O reinado dela - Jany Patricio



O reinado dela
Jany Patricio

Naquela cidade a movimentação era intensa. As ruas sem calçamento levantavam poeira quando os transeuntes passavam. Pessoas à pé, carros de boi, animais. E olhei para toda essa gente, olhei para as casas, os estabelecimentos comerciais, e pensei. Eu poderia ter uma vida melhor num palácio, com mais conforto, beleza. Quando então ele apareceu. Aquele com quem eu me casaria.

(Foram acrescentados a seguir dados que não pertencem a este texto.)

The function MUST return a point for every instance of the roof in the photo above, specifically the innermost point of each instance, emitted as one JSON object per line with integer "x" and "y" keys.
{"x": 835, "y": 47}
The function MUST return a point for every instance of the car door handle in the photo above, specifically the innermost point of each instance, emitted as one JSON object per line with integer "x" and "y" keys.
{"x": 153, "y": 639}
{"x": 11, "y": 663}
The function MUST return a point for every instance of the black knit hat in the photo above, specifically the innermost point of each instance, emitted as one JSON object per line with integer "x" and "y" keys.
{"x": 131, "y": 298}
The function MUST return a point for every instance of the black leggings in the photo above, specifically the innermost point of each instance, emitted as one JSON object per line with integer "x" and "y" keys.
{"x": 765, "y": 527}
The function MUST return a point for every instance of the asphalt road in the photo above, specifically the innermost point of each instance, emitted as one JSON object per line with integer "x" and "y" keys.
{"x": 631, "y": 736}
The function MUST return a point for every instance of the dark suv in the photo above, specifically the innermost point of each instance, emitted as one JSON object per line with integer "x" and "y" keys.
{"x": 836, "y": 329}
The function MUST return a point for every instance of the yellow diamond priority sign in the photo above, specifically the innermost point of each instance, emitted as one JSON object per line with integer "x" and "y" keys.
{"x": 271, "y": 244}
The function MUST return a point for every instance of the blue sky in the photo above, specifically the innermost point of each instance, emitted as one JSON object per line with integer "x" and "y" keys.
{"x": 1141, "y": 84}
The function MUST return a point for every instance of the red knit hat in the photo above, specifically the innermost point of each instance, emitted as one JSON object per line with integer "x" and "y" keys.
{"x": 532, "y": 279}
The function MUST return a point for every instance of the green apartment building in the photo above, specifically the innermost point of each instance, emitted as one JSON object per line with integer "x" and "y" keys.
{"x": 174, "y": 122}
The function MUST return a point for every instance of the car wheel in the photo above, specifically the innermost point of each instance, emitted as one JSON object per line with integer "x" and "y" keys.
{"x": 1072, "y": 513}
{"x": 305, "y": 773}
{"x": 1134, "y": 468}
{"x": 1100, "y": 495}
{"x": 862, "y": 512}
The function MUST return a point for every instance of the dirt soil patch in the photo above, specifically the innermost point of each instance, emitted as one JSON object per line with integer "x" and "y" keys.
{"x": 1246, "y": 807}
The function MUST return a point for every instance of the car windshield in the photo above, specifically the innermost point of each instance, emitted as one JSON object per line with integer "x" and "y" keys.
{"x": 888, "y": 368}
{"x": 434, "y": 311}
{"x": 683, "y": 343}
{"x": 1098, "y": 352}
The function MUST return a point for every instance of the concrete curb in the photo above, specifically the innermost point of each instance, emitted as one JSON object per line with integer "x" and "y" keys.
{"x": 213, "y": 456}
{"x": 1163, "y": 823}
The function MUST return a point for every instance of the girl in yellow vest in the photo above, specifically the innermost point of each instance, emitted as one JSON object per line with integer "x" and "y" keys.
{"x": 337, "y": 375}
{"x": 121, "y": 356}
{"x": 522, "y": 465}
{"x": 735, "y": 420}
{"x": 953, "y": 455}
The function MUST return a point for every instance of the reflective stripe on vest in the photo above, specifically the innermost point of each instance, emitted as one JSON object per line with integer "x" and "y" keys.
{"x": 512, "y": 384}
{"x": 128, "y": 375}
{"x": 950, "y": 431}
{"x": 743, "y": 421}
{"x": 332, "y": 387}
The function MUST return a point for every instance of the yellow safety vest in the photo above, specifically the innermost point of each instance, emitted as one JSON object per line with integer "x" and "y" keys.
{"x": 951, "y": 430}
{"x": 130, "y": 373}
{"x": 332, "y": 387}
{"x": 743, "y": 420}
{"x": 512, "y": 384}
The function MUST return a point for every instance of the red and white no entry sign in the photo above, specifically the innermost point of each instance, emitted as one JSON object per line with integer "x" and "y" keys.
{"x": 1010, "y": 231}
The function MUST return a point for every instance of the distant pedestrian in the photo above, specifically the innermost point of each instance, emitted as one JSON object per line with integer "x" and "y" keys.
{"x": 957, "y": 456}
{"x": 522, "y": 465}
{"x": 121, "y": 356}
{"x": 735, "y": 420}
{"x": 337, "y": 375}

Porém, me passava pelo pensamento, ter outra vida. Cheia de joias, perfumes, tecidos finos e sabia que ele jamais poderia me dar esses luxos.

A minha beleza estava em flor. A pele morena, os cabelos sedosos e olhos grandes e negros. O que já havia chamado a atenção daqueles ligados ao rei.
Foi quando alguém me convidou para visitar o palácio. Era uma mulher de meia idade, muito bem vestida e olhos cativantes. Segui o meu ímpeto de riqueza e fui com ela através dos arredores da cidade.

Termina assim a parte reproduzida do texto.